T. Elon Dancy II, the Helen S. Faison Endowed Chair in Urban Education and executive director of the Center for Urban Education at the University of Pittsburgh, recently received the 2022 Derrick Bell Legacy Award, presented by the Critical Race Studies in Education Association. The award honors critical race theorists, critical race studies scholars, and progressive educators-activists committed to advancing social justice and educational race equity.
Dr. Dancy’s scholarship draws from critical race legal studies and Black critical theory to examine education settings as sites of struggle and worldmaking, with a focus on Black American populations. He is known for his studies of Black masculinity and patriarchy in postsecondary contexts, anti-Blackness in higher education, and political economies of education.
Dr. Dancy explains that “the work of critical race theorists is important because they help us to think deeply and critically, particularly about power and power relationships. They argue that we must understand U.S. law through the lens of racism, and this is essential for building our political education as we struggle toward visions of justice and freedom.”
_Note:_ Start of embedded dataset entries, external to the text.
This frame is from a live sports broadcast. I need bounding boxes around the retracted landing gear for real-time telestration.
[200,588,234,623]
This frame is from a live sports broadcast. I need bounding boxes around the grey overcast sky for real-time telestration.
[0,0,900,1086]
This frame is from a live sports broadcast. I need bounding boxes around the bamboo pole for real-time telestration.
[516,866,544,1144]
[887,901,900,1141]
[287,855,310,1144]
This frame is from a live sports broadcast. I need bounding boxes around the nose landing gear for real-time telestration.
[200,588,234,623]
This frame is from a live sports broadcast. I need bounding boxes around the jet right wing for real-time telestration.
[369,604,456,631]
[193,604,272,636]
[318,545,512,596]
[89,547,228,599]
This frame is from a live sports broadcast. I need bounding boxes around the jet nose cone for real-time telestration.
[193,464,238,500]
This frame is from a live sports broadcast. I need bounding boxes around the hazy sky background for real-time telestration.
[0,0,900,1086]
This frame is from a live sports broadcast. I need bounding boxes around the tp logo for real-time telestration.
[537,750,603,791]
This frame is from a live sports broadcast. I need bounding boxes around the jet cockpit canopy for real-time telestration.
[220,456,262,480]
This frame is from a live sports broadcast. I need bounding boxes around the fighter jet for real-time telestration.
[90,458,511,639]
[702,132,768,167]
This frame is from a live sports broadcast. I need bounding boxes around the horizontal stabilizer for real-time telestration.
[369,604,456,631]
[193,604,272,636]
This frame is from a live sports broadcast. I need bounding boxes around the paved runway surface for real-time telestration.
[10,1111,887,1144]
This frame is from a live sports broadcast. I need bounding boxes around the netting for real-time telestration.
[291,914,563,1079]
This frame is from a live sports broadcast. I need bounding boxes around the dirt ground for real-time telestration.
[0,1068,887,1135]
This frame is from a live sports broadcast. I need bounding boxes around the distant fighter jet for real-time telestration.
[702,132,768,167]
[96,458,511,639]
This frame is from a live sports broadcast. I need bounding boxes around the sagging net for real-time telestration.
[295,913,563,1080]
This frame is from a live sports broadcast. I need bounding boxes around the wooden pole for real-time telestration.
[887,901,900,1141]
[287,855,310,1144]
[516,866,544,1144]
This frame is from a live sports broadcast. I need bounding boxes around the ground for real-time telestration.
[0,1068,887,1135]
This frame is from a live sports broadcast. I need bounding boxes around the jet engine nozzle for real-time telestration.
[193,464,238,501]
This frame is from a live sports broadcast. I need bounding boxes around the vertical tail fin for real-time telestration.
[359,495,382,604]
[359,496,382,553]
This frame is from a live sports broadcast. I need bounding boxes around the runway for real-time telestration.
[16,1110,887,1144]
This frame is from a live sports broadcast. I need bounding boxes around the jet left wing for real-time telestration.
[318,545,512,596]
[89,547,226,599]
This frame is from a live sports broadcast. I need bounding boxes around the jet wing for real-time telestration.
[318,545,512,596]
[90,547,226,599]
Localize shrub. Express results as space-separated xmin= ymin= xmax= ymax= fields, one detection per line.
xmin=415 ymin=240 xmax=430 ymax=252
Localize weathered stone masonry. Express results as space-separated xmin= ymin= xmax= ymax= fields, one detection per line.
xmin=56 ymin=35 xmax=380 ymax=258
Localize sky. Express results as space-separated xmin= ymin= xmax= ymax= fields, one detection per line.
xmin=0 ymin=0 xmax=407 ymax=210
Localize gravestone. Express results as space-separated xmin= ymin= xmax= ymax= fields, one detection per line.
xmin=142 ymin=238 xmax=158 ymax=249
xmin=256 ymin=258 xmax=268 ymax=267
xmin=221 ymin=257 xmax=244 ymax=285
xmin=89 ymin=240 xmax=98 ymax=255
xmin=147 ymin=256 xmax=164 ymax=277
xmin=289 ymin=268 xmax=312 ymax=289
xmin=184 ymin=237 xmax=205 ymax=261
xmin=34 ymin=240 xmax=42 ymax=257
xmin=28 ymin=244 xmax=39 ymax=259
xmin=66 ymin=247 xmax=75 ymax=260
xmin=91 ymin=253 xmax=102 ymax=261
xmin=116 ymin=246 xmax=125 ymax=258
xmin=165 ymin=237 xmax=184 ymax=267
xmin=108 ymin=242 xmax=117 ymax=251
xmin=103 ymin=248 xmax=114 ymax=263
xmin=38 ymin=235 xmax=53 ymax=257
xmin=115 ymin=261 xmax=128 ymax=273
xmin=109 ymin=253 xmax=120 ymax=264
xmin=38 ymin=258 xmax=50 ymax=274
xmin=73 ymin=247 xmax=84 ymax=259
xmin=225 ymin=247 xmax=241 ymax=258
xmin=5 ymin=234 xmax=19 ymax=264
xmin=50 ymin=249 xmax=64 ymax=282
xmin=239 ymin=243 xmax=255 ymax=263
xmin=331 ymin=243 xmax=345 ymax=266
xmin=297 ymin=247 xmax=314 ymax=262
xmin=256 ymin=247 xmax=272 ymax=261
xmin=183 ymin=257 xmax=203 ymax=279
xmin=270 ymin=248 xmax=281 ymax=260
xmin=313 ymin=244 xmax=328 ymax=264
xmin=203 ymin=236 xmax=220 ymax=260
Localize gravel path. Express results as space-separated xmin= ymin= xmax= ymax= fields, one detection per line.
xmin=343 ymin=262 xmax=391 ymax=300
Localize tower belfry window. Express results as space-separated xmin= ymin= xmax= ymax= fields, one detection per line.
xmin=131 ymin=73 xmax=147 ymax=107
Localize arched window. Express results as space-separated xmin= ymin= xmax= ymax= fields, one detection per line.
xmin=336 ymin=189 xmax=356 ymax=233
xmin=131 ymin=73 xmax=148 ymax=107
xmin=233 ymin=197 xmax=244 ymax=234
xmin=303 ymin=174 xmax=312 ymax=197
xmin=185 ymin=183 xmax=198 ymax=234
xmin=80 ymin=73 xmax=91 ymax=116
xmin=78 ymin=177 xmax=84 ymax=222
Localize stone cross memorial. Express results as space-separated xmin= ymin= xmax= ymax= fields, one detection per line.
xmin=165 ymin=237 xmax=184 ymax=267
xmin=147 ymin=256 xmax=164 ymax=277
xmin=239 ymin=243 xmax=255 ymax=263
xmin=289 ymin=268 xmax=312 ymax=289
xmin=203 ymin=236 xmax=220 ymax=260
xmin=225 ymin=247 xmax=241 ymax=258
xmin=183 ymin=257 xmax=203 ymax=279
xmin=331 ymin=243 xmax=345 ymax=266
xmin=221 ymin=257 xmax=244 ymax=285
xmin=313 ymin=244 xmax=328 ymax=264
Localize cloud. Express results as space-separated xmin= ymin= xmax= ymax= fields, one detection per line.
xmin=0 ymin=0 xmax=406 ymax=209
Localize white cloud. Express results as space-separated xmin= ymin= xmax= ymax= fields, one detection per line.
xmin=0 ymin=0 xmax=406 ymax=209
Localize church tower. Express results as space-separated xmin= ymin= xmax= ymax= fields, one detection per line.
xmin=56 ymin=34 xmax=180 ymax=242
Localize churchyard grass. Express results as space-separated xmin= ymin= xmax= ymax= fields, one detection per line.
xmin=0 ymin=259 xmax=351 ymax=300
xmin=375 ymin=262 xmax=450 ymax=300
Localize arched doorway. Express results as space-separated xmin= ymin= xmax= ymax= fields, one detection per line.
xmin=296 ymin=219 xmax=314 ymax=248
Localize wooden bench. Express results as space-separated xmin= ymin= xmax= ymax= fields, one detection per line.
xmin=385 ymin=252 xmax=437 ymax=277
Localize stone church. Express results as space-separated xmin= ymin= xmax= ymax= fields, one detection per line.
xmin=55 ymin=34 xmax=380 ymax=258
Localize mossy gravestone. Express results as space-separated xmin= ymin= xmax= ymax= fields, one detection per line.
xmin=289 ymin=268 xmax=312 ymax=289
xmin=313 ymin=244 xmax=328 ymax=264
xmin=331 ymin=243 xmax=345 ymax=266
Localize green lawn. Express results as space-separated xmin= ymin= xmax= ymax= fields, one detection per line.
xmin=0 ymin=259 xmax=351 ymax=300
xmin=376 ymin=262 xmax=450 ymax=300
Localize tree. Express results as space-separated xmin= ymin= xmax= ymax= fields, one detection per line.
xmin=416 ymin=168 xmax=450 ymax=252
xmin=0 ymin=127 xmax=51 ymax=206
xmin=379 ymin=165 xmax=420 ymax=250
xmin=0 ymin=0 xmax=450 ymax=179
Prior to joining the University of Pittsburgh faculty in 2018, Dr. Dancy was the inaugural associate dean for community engagement and academic inclusion in the Jeannine Rainbolt College of Education at the University of Oklahoma. This position made him the first Black administrator in the 93-year history of the School of Education at the University of Oklahoma. Dr. Dancy is the author or co-author of six books including Black Colleges Across the Diaspora: Global Perspectives on Race and Stratification (Emerald Publishing, 2017).
Dr. Dancy received a bachelor’s degree in psychology from the University of Arkansas at Pine Bluff. He holds a master of health services administration degree from the University of Arkansas at Little Rock and a Ph.D. in higher education administration from Louisiana State University.